You take her advice. You start using AI grading. You do get more writing done.
But you notice something: the work feels different now. You used to think about your students constantly—their ideas, their struggles, their growth. Now you think about your manuscript.
At a conference, you run into a grad school friend who's still hand-grading everything. She looks exhausted. Her publication record is thin. She's worried about her contract renewal.
"I just can't bring myself to do it," she says. "Grading is how I really teach."
You don't tell her what you've been doing. You're not sure why.
You thank your mentor but don't take her advice. The next two years are hard. You publish less than your cohort. Your tenure case is borderline.
In the committee meeting, a colleague argues for you: "Her teaching is exceptional. Students cite her feedback as transformative."
Another colleague responds: "We're not hiring teachers. We're hiring researchers who also teach."
You get tenure—barely. But you watch junior colleagues who used AI grading sail through with stronger files. One of them confides: "I feel bad about it sometimes. But I couldn't have made it otherwise."
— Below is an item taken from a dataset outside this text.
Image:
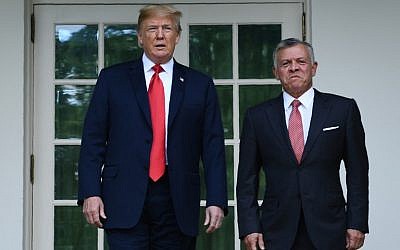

A student named Jordan asks to see you. They seem nervous.
"I need to show you something," they say, pulling out a folder. Inside are printouts of feedback from three different professors, all in your department.
"I ran these through a detector. They all have the same patterns—same sentence structures, same phrases, same rhythm. I'm pretty sure they were written by AI."
You look at the papers. Jordan is right. The feedback is good—but it's unmistakably uniform in ways human writing isn't.
"Are we being graded by robots?" Jordan asks. "Because we're paying a lot of money to learn from people."
How do you respond?
You take Jordan's concerns to your chair. The response is defensive.
"Faculty are allowed to use tools to assist their work. This isn't cheating—it's efficiency."
"But the students don't know," you say.
"Do they need to? The feedback is accurate. The grades are appropriate. What's the harm?"
You think about Jordan, who spent hours analyzing their feedback, trying to learn from what they thought was a professor's expert insight. The harm is hard to name but easy to feel.
Jordan's petition gains 200 signatures. The student paper picks it up. The administration promises to "study the issue."
"Did the feedback help you?" you ask.
Jordan pauses. "I mean... yeah. I guess. But that's not the point."
"Isn't it? If you learned something, if you improved, does it matter whether a person or a program wrote the comment?"
Jordan looks at you for a long moment. "When I get feedback from a professor, I think: someone who knows this field, who's read thousands of essays, who's thought deeply about writing—that person noticed this about my work. That means something."
They gather their papers. "If it's just an algorithm, it means nothing at all."
Forty years of machine learning in education automated logistics: scanning forms, checking syntax, tracking submissions.
Generative AI automates judgment.
That shift changes what it means to teach, to assess, to be assessed. And most institutions haven't begun to grapple with it.
The supposed gains are many: time saved, consistency improved, feedback accelerated. But the losses may be harder to measure. The professor who noticed a student's voice emerging. The comment that asked exactly the right question. The human recognition that said: I see you. I'm paying attention. Your thinking matters to me.
These things don't scale. Perhaps that's the point.
There are no right answers here. Only trade-offs we should make with open eyes.